Even on speed, you can't hurry love.

By Meg D.Published 5 years ago 8 min read

Ethan* was the new kid in sixth grade. He called me on my home phone the week before Halloween and asked if he could go trick-or-treating with me and my friends. He wore a "punk" costume, complete with mohawk and skin-tight pants. We were close ever since, weaving in and out of each other's lives for almost 15 years. He asked me to be his girlfriend at some point, and I said no: I knew something wasn't right, and that if we crossed that line, our friendship might never recover.

My gut was right. If you hadn't guessed already, Ethan came out as gay—no surprise to me. Of course, I didn't care. We loved each other, though we hadn't always been super close or even liked each other. Our platonic love was the result of never giving up on each other completely, even through letdowns, hurtful words, and many months apart. We had patience in our friendship.

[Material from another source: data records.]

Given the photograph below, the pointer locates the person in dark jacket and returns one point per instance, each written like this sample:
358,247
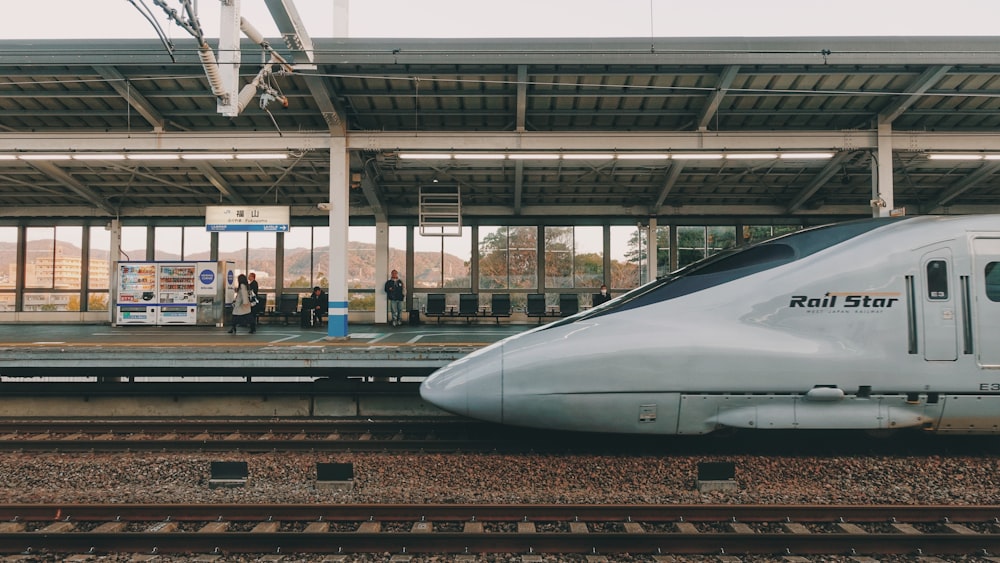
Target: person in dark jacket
241,306
602,297
394,290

Though he had many sexual experiences and brief flings, at 26, his relationship experience is still minimal. My dating life has been rocky, though extensive. I am a mostly heterosexual woman, who has only been in relationships with straight men, so I sometimes felt like an intruder or an ignoramus when he asked me for dating advice. What do I know about gay life, really? What right did I have to comment on what men in love, or lust, were experiencing?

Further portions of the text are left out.